Westbalkan: Österreicher sehen EU-Erweiterung skeptisch

Albanische, EU- und nordmazedonische Flagge
Videokonferenz statt echtem EU-Balkangipfel: Unterstützung für Nordmazedonien und Albanien, aber die Österreicher bleiben laut einer jüngsten Umfrage verhalten.

Die Corona-Pandemie machte dem für Mittwoch angesetzten Gipfeltreffen zwischen der EU und den Westbalkanstaaten einen Strich durch die Rechnung. Statt einer großen Zusammenkunft in der kroatischen Hauptstadt Zagreb gibt es nur eine Video-Konferenz. Und statt die ursprünglich großen Pläne und eine weitere Strategie der vertieften Zusammenarbeit zwischen Balkanstaaten und EU zu präsentieren, gilt es zunächst die Pandemie zu meistern.

Auch die eigentlichen Feiern fallen so aus: Albanien und Nordmazedonien hatten im März nach langer Verzögerung das grüne Licht Brüssels erhalten, Beitrittsgespräche zu beginnen.

Die Österreicher sehen den Beitritten von Balkanstaaten eher skeptisch, wie die jüngste Umfrage der Österreichischen Gesellschaft für Europapolitik (ÖGfE) nahelegt. "Kein Land in dieser Region kann, wenn es um den Beitritt zur Union geht, derzeit auf eine mehrheitliche Unterstützung der Österreicher zählen", sagt ÖgfE-Generaldirektor Paul Schmidt. Und: "Eine EU-Mitgliedschaft der Türkei ist aktuell völlig vom öffentlichen Radar verschwunden:“

Am ehesten würde die Österreicher derzeit noch den EU-Beitritt von Bosnien-Herzegowihna begrüßen, 36 Prozent der Befragten wären dafür, 41 Prozent lehnen ihn  ab. 17 Prozent ist diese Frage "egal", weitere 7 Prozent geben keine Stellungnahme ab.

Ein EU-Beitritt Albaniens wird von 35 Prozent der Österreicher begrüßt, 43 Prozent sprechen sich dagegen aus. 17 Prozent äußern sich indifferent, 5 Prozent antworten "weiß nicht" oder machen keine Angabe.
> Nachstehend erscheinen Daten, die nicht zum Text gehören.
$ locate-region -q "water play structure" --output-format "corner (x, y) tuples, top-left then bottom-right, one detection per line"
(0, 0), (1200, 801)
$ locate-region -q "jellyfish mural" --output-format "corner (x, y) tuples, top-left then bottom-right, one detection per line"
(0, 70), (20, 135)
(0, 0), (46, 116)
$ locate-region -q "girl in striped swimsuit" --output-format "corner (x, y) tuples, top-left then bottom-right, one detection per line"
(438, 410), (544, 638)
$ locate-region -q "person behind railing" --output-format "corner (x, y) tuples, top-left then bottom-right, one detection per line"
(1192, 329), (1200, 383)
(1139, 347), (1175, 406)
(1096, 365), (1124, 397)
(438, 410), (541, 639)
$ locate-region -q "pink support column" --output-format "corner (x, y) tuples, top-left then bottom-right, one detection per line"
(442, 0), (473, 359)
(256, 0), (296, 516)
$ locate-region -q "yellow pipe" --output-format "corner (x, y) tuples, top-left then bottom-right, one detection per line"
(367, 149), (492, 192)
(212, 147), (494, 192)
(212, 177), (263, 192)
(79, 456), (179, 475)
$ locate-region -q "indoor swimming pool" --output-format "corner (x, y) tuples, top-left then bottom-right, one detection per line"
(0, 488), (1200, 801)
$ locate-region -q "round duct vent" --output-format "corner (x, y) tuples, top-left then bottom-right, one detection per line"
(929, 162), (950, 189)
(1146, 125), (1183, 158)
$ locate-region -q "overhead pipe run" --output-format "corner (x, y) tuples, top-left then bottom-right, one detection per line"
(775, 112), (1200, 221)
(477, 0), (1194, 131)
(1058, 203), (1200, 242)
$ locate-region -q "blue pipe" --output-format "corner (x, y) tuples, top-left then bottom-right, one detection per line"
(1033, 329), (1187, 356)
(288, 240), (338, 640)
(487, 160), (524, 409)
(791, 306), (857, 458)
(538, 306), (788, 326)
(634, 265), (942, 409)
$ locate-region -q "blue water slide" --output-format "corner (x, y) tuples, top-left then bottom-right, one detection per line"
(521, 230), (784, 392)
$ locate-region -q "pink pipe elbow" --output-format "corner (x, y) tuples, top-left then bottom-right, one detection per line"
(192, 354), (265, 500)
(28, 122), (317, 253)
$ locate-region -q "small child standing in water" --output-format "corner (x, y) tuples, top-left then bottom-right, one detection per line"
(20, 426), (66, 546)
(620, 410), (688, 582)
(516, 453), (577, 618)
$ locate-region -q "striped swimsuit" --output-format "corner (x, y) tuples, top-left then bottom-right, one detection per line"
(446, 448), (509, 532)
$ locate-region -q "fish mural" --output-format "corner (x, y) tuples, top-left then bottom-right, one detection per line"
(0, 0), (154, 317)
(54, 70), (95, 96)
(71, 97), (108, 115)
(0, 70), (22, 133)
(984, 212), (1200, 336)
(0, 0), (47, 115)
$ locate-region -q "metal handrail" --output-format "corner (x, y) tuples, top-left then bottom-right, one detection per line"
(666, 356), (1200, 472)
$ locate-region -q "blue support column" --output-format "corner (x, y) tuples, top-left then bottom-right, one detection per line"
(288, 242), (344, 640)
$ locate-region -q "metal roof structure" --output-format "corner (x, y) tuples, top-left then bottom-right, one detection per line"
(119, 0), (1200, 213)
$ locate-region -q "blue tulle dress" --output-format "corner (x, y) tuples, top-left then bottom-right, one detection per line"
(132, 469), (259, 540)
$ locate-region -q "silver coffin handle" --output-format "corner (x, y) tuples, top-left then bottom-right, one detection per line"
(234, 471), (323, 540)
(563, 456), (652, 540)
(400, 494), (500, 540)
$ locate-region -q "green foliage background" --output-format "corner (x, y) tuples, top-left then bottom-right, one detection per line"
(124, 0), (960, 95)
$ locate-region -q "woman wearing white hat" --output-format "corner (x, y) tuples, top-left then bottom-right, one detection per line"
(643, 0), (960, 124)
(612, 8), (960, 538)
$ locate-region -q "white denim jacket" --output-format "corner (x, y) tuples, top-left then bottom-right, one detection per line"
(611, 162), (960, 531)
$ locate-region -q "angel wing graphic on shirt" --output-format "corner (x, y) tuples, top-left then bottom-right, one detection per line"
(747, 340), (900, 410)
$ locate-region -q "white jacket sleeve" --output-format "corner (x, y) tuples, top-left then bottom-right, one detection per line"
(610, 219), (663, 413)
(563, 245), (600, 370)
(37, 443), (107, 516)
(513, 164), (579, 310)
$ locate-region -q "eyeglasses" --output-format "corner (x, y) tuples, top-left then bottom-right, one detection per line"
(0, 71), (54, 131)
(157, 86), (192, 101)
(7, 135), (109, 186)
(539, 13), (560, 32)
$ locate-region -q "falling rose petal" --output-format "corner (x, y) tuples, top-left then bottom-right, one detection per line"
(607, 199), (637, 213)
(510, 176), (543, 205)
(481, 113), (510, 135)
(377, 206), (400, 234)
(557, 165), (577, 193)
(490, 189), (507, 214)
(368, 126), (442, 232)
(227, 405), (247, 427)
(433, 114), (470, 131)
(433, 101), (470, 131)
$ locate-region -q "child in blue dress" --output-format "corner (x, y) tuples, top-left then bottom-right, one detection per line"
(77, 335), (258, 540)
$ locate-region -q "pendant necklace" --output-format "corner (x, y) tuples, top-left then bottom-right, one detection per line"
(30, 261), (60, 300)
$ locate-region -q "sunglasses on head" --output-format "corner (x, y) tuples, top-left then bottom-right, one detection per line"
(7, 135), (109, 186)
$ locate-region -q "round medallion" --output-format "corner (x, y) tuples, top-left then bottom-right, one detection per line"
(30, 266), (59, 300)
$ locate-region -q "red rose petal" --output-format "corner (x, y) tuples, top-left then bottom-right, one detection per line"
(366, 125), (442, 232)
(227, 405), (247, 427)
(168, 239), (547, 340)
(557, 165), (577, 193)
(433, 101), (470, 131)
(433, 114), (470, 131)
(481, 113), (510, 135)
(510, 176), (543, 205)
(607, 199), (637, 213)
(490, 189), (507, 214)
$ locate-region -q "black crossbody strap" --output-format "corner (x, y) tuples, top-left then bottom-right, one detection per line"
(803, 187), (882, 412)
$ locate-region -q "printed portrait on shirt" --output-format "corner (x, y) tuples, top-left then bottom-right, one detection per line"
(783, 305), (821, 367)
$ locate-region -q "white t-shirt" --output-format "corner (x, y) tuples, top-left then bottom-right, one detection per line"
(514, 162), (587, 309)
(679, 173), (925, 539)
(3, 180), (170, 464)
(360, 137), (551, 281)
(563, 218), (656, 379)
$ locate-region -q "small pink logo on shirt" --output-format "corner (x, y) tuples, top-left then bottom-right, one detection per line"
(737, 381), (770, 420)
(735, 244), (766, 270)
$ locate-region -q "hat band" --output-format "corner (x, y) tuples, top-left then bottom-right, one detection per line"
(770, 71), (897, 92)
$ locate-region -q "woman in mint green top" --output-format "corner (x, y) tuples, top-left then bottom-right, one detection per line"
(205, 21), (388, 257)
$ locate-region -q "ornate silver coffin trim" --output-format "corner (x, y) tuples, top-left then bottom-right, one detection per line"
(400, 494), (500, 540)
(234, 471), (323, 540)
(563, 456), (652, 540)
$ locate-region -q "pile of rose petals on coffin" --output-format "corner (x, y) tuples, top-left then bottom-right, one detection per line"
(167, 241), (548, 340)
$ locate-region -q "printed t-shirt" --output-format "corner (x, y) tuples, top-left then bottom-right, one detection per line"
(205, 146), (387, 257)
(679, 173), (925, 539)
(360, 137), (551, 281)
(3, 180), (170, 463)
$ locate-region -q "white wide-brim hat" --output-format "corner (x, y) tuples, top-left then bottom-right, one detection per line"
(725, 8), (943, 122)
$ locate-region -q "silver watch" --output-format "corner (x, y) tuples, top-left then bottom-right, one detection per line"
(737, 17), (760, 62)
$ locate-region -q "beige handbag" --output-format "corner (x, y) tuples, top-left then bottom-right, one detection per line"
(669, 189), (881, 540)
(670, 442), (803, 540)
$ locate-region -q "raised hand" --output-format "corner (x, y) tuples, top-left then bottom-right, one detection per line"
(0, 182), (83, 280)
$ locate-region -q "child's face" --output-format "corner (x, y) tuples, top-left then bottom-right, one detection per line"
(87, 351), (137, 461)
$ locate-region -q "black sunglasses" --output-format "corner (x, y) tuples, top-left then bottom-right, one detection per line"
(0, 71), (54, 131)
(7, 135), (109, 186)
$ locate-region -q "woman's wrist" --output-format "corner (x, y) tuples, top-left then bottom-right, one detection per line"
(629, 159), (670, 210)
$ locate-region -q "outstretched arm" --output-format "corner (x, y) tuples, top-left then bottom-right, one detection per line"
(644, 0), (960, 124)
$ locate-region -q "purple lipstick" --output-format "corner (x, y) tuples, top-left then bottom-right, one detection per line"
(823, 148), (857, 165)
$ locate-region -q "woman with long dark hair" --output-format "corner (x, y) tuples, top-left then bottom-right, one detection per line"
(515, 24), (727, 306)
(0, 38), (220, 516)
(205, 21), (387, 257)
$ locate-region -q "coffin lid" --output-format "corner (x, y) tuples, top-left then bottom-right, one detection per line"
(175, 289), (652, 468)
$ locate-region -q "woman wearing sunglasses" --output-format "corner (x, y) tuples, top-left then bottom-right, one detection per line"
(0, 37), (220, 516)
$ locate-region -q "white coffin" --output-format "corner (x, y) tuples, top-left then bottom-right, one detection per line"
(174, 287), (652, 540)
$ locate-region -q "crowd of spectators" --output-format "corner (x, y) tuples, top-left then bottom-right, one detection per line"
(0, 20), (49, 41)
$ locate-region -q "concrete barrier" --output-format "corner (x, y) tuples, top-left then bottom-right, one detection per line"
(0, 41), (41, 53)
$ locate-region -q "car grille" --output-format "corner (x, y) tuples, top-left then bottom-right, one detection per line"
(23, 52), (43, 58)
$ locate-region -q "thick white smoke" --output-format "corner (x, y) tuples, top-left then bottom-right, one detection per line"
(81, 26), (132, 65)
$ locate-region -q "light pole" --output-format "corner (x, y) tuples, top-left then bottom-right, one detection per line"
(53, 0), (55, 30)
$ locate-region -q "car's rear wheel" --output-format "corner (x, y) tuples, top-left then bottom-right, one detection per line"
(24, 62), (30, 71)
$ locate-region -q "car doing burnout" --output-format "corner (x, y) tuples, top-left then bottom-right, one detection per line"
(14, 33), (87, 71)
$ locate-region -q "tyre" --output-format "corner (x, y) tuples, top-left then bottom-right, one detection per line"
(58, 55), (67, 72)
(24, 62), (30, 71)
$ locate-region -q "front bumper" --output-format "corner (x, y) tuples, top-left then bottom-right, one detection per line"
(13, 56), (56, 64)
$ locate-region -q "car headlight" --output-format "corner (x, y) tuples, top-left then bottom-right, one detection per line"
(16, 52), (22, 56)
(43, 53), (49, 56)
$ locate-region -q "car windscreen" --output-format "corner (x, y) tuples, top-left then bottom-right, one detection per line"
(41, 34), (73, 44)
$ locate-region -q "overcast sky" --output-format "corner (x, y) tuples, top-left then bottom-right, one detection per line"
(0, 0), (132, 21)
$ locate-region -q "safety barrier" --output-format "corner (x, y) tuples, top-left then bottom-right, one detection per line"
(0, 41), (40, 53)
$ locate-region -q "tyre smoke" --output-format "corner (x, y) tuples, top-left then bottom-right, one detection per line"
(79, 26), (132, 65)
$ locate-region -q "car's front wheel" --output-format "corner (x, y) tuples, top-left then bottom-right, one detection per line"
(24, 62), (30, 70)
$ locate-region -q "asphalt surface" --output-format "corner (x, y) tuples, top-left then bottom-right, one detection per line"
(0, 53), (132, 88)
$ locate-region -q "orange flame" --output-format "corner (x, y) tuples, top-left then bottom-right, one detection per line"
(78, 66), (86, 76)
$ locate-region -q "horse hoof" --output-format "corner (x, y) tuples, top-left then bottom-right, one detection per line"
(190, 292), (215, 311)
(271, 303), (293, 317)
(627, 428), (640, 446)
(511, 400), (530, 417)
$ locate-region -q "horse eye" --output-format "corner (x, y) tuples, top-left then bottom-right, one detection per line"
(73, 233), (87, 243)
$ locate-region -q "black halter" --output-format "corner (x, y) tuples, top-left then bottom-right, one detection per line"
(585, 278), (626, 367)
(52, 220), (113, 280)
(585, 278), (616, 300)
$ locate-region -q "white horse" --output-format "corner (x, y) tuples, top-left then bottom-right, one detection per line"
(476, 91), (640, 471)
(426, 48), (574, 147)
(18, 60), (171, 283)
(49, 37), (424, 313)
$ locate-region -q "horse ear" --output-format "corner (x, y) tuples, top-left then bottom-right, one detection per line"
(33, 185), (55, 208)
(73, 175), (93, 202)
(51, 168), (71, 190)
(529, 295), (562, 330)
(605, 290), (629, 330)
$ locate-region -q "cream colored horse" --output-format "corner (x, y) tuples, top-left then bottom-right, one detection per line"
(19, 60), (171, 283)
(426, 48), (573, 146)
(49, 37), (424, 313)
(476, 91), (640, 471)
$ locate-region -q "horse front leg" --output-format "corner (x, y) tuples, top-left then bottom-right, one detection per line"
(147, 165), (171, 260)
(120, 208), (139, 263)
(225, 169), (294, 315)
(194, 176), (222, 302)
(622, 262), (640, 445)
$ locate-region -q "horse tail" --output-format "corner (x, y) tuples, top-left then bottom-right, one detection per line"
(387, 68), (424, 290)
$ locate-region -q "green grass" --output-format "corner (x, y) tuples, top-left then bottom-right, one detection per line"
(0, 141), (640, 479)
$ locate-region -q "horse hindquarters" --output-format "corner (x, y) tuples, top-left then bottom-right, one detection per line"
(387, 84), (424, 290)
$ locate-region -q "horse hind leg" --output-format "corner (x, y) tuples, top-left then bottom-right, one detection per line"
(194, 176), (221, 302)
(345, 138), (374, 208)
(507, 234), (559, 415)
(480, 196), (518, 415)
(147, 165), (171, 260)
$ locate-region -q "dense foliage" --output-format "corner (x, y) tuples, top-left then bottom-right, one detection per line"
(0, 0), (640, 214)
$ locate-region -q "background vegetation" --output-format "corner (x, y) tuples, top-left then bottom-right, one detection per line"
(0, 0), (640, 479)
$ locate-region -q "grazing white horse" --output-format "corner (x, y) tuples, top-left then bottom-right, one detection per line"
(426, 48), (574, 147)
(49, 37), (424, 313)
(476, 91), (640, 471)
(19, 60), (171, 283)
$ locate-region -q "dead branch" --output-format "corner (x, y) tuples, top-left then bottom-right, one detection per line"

Die Zustimmung ist jedoch allein im Zeitraum März 2018 bis April 2020 um 12 Prozentpunkte gestiegen.

35 Prozent würden auch dafür eintreten, dass Serbien Mitglied der Europäischen Union wird. 44 Prozent sind jedoch dagegen. Mit Serbien führt die EU bereits Beitrittsgespräche, ebenso mit Montenegro. Dessen Beitritt begrüßen 24 Prozent der Befragten, aber fast doppelt so viele lehnen ihn ab.

Eine künftige EU-Mitgliedschaft Nordmazedoniens trifft bei 26 Prozent der Österreicher auf Zustimmung, 48 Prozent lehnen es ab. Ein gutes Fünftel (19 Prozent) zeigt sich indifferent, 7 Prozent geben keine Antwort.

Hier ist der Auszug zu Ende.